Scaleable reducer architecture for Redux applications.
In the Redux architecture, the app is separated into the 1) business logic (reducers) 2) view (components) and 3) side-effects (middleware/sagas). This dilineation, along with the restriction of one-way data flow, allows better separation of concerns. Each phase can be run in isolation from the other phases and side-effects and asynchrony are implemented separately from the higher-level behavior of the app.
However, as a Redux app grows it can be difficult to architect the app's reducer in a way thats easy to understand. In the past I've worked with a couple of difficult ways of structuring the reducer, each with their issues.

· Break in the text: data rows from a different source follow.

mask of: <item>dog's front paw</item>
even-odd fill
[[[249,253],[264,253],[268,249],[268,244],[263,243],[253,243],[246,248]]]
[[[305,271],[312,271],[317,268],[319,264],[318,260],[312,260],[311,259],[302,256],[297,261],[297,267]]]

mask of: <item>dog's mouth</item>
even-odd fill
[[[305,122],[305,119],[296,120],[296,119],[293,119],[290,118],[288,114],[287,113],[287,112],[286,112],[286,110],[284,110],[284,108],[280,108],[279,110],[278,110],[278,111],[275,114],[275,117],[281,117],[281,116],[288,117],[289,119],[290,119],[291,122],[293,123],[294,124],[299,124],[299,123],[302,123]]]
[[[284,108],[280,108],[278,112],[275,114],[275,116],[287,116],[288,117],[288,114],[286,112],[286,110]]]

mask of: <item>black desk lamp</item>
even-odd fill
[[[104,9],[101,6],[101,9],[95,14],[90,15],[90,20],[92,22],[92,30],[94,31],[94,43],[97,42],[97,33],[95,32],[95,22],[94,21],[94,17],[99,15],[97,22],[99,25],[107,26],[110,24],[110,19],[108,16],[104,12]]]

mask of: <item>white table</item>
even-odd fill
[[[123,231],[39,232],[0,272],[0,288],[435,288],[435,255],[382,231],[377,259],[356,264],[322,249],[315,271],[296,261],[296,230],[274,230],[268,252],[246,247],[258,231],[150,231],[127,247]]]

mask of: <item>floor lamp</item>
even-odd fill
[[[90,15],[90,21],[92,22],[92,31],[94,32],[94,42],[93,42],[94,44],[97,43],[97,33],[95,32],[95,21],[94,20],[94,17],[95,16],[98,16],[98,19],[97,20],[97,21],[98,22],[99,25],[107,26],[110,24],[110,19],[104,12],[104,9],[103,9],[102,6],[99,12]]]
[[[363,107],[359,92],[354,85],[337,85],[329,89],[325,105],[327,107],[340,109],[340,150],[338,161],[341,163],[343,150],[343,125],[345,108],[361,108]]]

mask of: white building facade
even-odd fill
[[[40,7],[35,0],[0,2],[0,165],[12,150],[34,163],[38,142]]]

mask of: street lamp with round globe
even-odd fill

The simplest approach would be to make the top-level reducer calculate the next state by iterating through a list of reducers that each operate on the state in a particular order. Each state would receive the root state and would return the next root state to be given to the next reducer and so forth.
In this architecture, each reducer could operate on any part of the state tree and could respond to any action. Because each reducer can read and write to the entire state, it has the same problems as using global variables. Because multiple reducers might choose to write to the state at a particular path, there's no guarantee of safety. Also, the logic that operates on a particular state path needs to also be aware of the specific path that it needs to write to.
In the interest of separations of concerns we might try to break up our app reducer into multiple functions where each
function handles a specific domain of the state tree. We might implement various helper functions where each receives some limited portion
of sub-state and is resonsible for returning the next iteration of that sub-state. This is the approach taken in the combineReducers
function supplied with Redux itself, which automatically breaks up the root state into sub-states, feeds them to the appropriate reducer and
then writes it back to the appropriate part of the state tree.
Using sub-reducers, however, has it's own complications. First, as the app becomes complicated, it's easy for it to become unclear, for any piece of reducer code, what part of the state it's operating on. Second, bugs frequently arise from running the sub-reducers in the incorrect order. And third, sub-reducers frequently need to see pieces of state that are outside of that sub-reducer's domain. Managing these dependencies can clutter the reducer code and create the possibility of sub-reducers being wired up incorrectly.
To address the issues with these first two approaches, bylaws
allows us to define, for each path in the state tree:
- a list of actions that can trigger updates to this path
- a pure function that defines the next value at that path
- a list of state paths that that function needs to properly execute the next path
That is, for an app reducer written as a set of bylaws, you can navigate to a specific state path and see all of the logic that can affect
that state. Behind the scenes, bylaws
is able to infer the correct order to execute the reducers given dependencies declared the bylaw
definition. In the example below, the bylaw at path /currentGame/winner
declares ./player1Score
as a source dependency. Because bylaws
understands using the same pathing notation that's used to describe filesytems, ./player1Score
is relative path that refers to the player1Score
node in the same level of the tree. As such, whenever player1Score
would be updated, bylaws
knows that it should also re-execute the reducer
at /currentGame/winner
after /currentGame/player1Score
is updated.
const incScore = (action, score = 0) => score + 1;
// A single object tree defines the entire reducer behavior
const bylawReducer = makeBylawReducer({
currentGame: {
// This implies
player1Score: bylaw({
actions: ['INC_PLAYER1_SCORE'],
initialValue: 0,
value: incScore,
}),
player2Score: bylaw({
actions: ['INC_PLAYER2_SCORE'],
initialValue: 0,
value: incScore,
}),
winner: bylaw({
sources: ['./player1Score', './player2Score'],
value: (action, winner, score1, score2) => {
const targetScore = 5;
if (score1 >= targetScore) {
return 'player1';
} else if (score2 >= targetScore) {
return 'player2';
}
}
}),
},
highScore: bylaw({
initialValue: 0,
sources: ['./currentGame/player1Score', './currentGame/player2Score'],
value: (action, highScore, score1, score2) => {
return _.max([highScore, score1, score2]);
}
}),
});
// Now simulate some game play
const state = _.chain([])
.concat(_.times(4, () => ({ type: 'INC_PLAYER1_SCORE' })))
.concat(_.times(5, () => ({ type: 'INC_PLAYER2_SCORE' })))
.reduce(bylawReducer, {})
.value();
expect(_.get(state, ['currentGame', 'player1Score'])).to.equal(4);
expect(_.get(state, ['currentGame', 'player2Score'])).to.equal(5);
expect(_.get(state, ['currentGame', 'winner'])).to.equal('player2');
expect(_.get(state, ['highScore'])).to.equal(5);
Yes. You can pass in your own generalized object getters and setter functions which bylaw will use when merging the calculated state into the existing state.